IDLES – Brutalism

by Jon Burke Rating:9 Release Date:2017-03-10

The worst thing I can say about IDLES’ new record, Brutalism, is this: No matter how critically or commercially successful Brutalism is, it won’t be enough. This is the album literally everyone needs to be listening to in 2017. This is an album kids need to hear more than anything – simply to ensure our way forward as a democratic society. Brutalism is Never Mind the Bollocks, It Takes A Nation…, Fresh Fruit For Rotting Vegetables and Bad Brains, all at once, crammed into your ear canal and afterward, shaking and overcome, you’ll only want to play it again. Given the criminally underwhelming state of popular music, to have something as beautifully aggressive as Brutalism appear without any fanfare… well that just screams for a hyperbolic review. Here goes:

From everything I’ve been able to gather on the internet, IDLES are a noisy, post-punk, five-piece from Bristol – a location holding absolutely no meaning for my ignorant American ass. That said, whatever is going on in Bristol is also going on here because IDLES are just as pissed-off as I am. In a mere thirteen songs, IDLES attack every aspect of modern consumer culture from the creation of products (“Mother”) to the myths underpinning the sale of products (“Faith in the City“) to the pressure to consume products (“Well Done”); even the very demand for products (“Heel Heal“) is taken to task. If there is a single driving ethos propelling this album forward it is made clear literally five seconds into track one when a young woman abruptly screams: “No surrender!” Listeners looking for a relaxing experience probably shouldn’t bother with Brutalism lest the lack of pulled-punches leaves them bruised and bloodied in a ditch, just off the M32.

The album opener, “Heel Heal” plays like the blood-soaked hate child of Big Black and early-Nine Inch Nails. Thunderously intense drum programming, a wall of foil-shredding metallic guitars and IDLES frontman, Joseph Talbot, shout-talking, and eventually screaming, about “marching to the beat of someone else’s drum”. The whole thing is an exercise in the beautiful simplicity of aggressive rebellion: volume, rhythm and a singalong is all it takes to move the masses.

After their brain-resetting minimalistic opener, IDLES decide to flaunt their talent with songs bringing each instrument, however briefly, to the fore. The first reaction to these brief talent showcases is that the band’s rhythm section is frightening.

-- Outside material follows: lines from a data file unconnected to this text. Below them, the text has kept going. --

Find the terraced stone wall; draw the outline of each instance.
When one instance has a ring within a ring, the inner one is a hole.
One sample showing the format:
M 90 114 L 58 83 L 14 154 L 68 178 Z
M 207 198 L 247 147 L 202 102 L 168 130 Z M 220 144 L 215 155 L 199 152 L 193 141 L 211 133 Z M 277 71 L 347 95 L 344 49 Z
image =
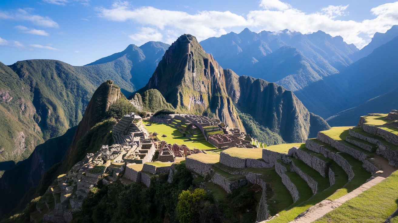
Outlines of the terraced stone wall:
M 211 163 L 206 163 L 189 158 L 185 158 L 185 165 L 189 170 L 199 174 L 203 176 L 210 174 L 212 172 Z
M 312 194 L 315 194 L 318 191 L 318 183 L 312 177 L 305 173 L 299 168 L 297 167 L 294 162 L 292 162 L 290 165 L 290 170 L 292 172 L 295 172 L 298 174 L 301 178 L 307 182 L 307 184 L 311 188 Z M 329 168 L 330 170 L 330 168 Z
M 217 173 L 214 174 L 211 178 L 211 181 L 219 185 L 224 188 L 226 191 L 229 193 L 234 189 L 238 188 L 246 185 L 248 181 L 246 178 L 242 178 L 234 180 L 230 180 L 219 174 Z
M 278 175 L 282 178 L 282 182 L 283 184 L 283 185 L 289 190 L 290 194 L 291 195 L 292 197 L 293 198 L 293 202 L 297 201 L 297 200 L 300 199 L 300 196 L 298 195 L 298 190 L 296 187 L 296 185 L 290 180 L 289 177 L 285 173 L 285 172 L 287 171 L 286 167 L 279 163 L 276 162 L 275 163 L 275 171 L 276 171 L 277 173 L 278 174 Z
M 339 154 L 335 153 L 331 151 L 321 145 L 310 140 L 307 140 L 307 141 L 305 142 L 305 146 L 310 150 L 314 151 L 316 153 L 321 153 L 325 157 L 328 157 L 337 163 L 338 165 L 341 167 L 343 170 L 344 171 L 344 172 L 348 175 L 349 180 L 351 180 L 354 177 L 354 176 L 355 176 L 354 171 L 352 170 L 352 167 L 351 166 L 351 165 L 350 165 L 348 161 Z M 331 170 L 330 169 L 328 171 L 328 172 L 330 173 Z M 330 180 L 330 176 L 329 176 Z
M 328 176 L 329 166 L 330 165 L 329 162 L 314 156 L 305 151 L 294 147 L 289 149 L 287 154 L 302 160 L 313 169 L 319 172 L 322 176 L 324 177 Z
M 135 182 L 139 182 L 141 181 L 141 173 L 127 166 L 123 177 Z

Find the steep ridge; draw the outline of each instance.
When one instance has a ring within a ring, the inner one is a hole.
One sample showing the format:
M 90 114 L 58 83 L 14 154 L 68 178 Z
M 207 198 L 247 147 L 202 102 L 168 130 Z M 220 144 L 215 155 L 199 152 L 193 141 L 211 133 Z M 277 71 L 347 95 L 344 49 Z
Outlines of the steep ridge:
M 338 73 L 352 63 L 348 55 L 359 50 L 353 45 L 344 42 L 341 37 L 333 37 L 320 31 L 305 35 L 287 29 L 256 33 L 246 28 L 240 33 L 231 32 L 220 37 L 211 37 L 201 44 L 220 65 L 240 75 L 278 81 L 293 91 L 301 89 L 306 83 Z M 302 58 L 294 59 L 297 53 L 292 54 L 291 50 L 275 54 L 278 49 L 285 45 L 295 48 Z M 265 58 L 273 56 L 273 62 L 267 63 L 269 60 Z M 283 63 L 284 66 L 279 64 Z M 279 79 L 269 78 L 269 75 L 273 74 L 269 71 L 273 69 L 281 76 Z
M 376 32 L 369 44 L 351 55 L 350 57 L 353 61 L 356 61 L 372 53 L 375 49 L 391 41 L 397 36 L 398 36 L 398 25 L 393 25 L 384 33 Z
M 302 101 L 310 111 L 324 118 L 329 116 L 328 122 L 333 126 L 354 125 L 356 117 L 366 114 L 367 111 L 388 112 L 396 104 L 386 97 L 395 95 L 397 50 L 398 37 L 340 74 L 312 83 L 296 93 L 306 99 Z
M 239 110 L 250 114 L 285 142 L 304 142 L 309 135 L 329 128 L 324 120 L 309 112 L 292 91 L 261 79 L 238 77 L 232 72 L 228 74 L 230 77 L 227 79 L 227 91 Z M 237 84 L 232 83 L 237 81 Z
M 35 147 L 42 143 L 40 128 L 35 121 L 38 115 L 32 103 L 29 86 L 10 68 L 0 62 L 0 164 L 27 158 Z
M 102 145 L 102 143 L 106 144 L 107 139 L 111 140 L 111 137 L 107 137 L 106 134 L 115 121 L 112 118 L 106 120 L 109 116 L 106 111 L 120 99 L 127 101 L 113 81 L 103 83 L 94 92 L 77 126 L 38 145 L 27 159 L 6 171 L 0 178 L 0 198 L 2 201 L 6 201 L 0 206 L 0 216 L 8 213 L 20 202 L 20 208 L 24 207 L 32 196 L 35 194 L 36 196 L 40 195 L 44 192 L 43 188 L 45 191 L 55 176 L 67 171 L 81 159 L 82 154 L 84 155 L 87 152 L 85 149 L 88 145 L 80 140 L 88 132 L 92 132 L 86 136 L 90 138 L 87 141 L 91 149 L 96 149 L 93 148 L 96 147 L 96 140 L 101 141 L 100 144 Z M 128 102 L 127 104 L 131 105 Z M 46 172 L 52 167 L 51 173 Z M 45 176 L 45 173 L 47 175 Z M 40 185 L 36 188 L 39 182 Z
M 158 63 L 170 46 L 161 42 L 154 41 L 148 42 L 139 47 L 131 44 L 121 52 L 101 58 L 80 68 L 89 72 L 101 72 L 102 70 L 115 72 L 125 81 L 133 83 L 135 89 L 139 89 L 148 82 Z M 116 80 L 115 81 L 117 83 Z M 120 83 L 117 84 L 120 85 Z M 122 85 L 120 85 L 123 88 Z M 128 95 L 127 92 L 123 91 L 122 93 Z
M 224 70 L 213 56 L 195 37 L 186 34 L 169 47 L 146 85 L 137 92 L 157 89 L 181 112 L 213 113 L 230 126 L 243 130 L 224 78 Z

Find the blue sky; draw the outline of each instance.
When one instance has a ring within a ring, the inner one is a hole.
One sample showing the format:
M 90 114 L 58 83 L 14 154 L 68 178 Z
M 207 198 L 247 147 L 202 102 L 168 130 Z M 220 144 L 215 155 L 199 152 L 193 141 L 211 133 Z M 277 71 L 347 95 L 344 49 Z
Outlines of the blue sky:
M 361 48 L 398 25 L 394 1 L 2 0 L 0 62 L 59 60 L 84 65 L 148 41 L 199 40 L 244 28 L 321 30 Z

Drummer, Jon Beavis, and bassist, Adam Devonshire, either practice separately from the rest of the band, or communicate telepathically, as their lockstep synchronicity has an almost militaristic precision. The track “Mother” serves as a prime example of the pair’s greatness. Devonshire’s concise bass sound is immediately reminiscent of Joe Lally’s work with Fugazi. For his part, Beavis seems to effortlessly lock-down a tight-but-varied rhythm which Talbot nearly begins rapping over: “The best way/ to scare a Tory/ is to read and get rich!” Similarly, “Date Night” and “Rachel Khoo” both put Devonshire’s bass out front for equally compelling results.

“1049 Gotho”, named for an asteroid, seems to be IDLES’ attempt at a pop song. Though it’s as loud and aggressive as any of Brutalism’s tracks, Talbot’s lyrics of urban despair are clearest here. The song seems to be about the depression and loneliness present in our superficial modern lives – even while dating – that wins-out over happiness every time. Nearly crying, Talbot whines: “My friend is so depressed/ He wishes he was dead,” and then chants “I guess this is as far as we go,” over and over.     

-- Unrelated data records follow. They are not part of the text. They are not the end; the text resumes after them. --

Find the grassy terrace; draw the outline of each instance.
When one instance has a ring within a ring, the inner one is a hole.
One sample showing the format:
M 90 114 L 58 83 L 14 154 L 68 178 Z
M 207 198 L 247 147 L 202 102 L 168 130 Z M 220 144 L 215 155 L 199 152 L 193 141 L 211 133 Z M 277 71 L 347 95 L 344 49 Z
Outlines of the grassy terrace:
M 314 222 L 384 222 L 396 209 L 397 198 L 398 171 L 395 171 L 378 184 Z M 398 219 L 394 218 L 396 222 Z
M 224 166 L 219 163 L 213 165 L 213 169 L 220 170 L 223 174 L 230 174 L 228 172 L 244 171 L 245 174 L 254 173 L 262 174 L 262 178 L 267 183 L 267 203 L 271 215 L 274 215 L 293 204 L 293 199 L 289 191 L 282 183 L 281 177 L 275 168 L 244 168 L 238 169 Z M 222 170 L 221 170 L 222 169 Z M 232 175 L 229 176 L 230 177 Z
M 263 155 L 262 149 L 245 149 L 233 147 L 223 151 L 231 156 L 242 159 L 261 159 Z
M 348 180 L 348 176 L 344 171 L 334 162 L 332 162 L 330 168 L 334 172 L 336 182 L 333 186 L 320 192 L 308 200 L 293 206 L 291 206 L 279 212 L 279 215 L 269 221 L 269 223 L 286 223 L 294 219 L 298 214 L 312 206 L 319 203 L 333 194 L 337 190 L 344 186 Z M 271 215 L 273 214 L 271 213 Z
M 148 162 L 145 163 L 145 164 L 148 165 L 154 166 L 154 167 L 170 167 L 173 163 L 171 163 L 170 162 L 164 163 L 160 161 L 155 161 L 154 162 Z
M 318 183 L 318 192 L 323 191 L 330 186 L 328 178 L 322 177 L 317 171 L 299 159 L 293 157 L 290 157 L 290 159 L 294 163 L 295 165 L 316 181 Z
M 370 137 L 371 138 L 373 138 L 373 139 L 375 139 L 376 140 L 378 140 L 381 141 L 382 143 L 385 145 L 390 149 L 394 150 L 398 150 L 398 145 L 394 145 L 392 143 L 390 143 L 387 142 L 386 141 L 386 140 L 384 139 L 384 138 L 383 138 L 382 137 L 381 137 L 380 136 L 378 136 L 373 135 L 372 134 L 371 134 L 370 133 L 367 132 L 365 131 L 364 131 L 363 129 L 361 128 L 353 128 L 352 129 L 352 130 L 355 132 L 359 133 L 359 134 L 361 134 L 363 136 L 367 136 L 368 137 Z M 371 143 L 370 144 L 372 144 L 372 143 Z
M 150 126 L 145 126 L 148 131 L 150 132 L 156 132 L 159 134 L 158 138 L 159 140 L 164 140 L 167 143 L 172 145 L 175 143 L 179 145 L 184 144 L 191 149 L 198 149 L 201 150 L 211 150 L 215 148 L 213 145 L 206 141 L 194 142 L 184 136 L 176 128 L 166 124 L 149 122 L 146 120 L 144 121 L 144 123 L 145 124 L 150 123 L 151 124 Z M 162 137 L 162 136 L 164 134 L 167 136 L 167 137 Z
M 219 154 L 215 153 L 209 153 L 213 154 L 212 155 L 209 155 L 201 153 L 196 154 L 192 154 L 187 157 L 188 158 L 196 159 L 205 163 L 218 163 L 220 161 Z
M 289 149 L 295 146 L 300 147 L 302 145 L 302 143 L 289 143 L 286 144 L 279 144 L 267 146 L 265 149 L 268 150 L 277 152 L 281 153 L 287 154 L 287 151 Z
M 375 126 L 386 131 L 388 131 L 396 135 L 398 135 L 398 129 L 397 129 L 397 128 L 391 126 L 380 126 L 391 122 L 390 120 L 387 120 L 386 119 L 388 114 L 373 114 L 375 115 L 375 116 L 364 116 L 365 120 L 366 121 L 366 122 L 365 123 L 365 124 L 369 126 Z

Though it’s a rocker, track seven, “Divide and Conquer” is mostly just Talbot repeatedly shouting “Haa!” The song does offer guitarists Mark Bowen and Lee Kiernan a chance to showcase their brilliant squall. Similarly, “Stendhal Syndrome” quickly develops into a buzz saw cacophony of guitars with Talbot shout-waxing poetic about art and culture and taste and how meaningful/less they can be. One wonders if “Stendhal Syndrome” is a shot at the value of criticism in general given Talbot’s belief that perceiving the beauty in art or its lack of beauty are equally valid perspectives.

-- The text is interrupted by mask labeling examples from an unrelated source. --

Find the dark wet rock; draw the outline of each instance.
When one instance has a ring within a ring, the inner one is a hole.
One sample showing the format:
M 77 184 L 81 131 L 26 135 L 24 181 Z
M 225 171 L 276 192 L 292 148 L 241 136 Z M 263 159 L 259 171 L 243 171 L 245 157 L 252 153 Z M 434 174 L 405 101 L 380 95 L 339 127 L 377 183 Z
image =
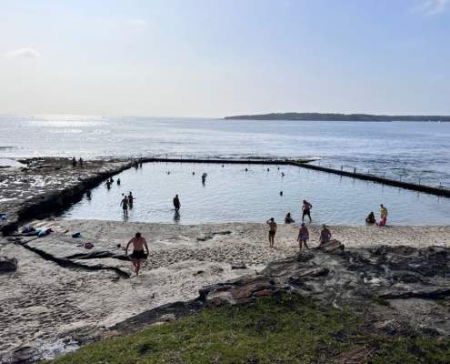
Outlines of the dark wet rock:
M 35 349 L 24 346 L 16 349 L 12 356 L 8 364 L 28 364 L 35 362 L 34 357 L 36 353 Z
M 19 222 L 39 218 L 64 210 L 78 201 L 84 193 L 107 177 L 129 168 L 128 160 L 90 160 L 82 168 L 74 168 L 69 159 L 58 157 L 29 158 L 20 161 L 24 168 L 0 169 L 5 186 L 0 189 L 2 211 L 0 232 L 10 234 Z
M 296 257 L 270 263 L 258 276 L 208 286 L 190 302 L 155 308 L 125 323 L 143 328 L 205 307 L 241 305 L 278 294 L 295 293 L 324 305 L 349 307 L 365 318 L 368 330 L 386 335 L 450 335 L 450 248 L 377 247 L 349 248 L 334 240 Z M 148 320 L 148 321 L 147 321 Z M 345 358 L 370 358 L 355 349 Z
M 251 277 L 205 287 L 200 290 L 199 299 L 205 306 L 239 305 L 287 290 L 268 277 Z
M 12 272 L 17 269 L 15 258 L 0 257 L 0 273 Z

The slower, more deliberate, “Exeter” and “Slow Savage” completely redefine the range IDLES had established with the rest of the album. These tracks plod along, though occasionally swerving dynamically, giving the band the chance to spread out, play with dynamics and occasionally explode with rage. “Exeter” seems to be about the dangers growing out of the boredom of small town living. “Slow Savage” is an, nearly four-minute, open-heart apology to Talbot’s ex, for whom, he was the “worst lover [they] ever had.”  

In a very brief 40 minutes, Brutalism confronts class and identity politics, along with a litany of other issues, head-on. It’s an incredible record. It is absolutely worth your time and money. Please do whatever you can to support this music because what Brutalism makes clear is that, as things get worse, we are only going to need more of it.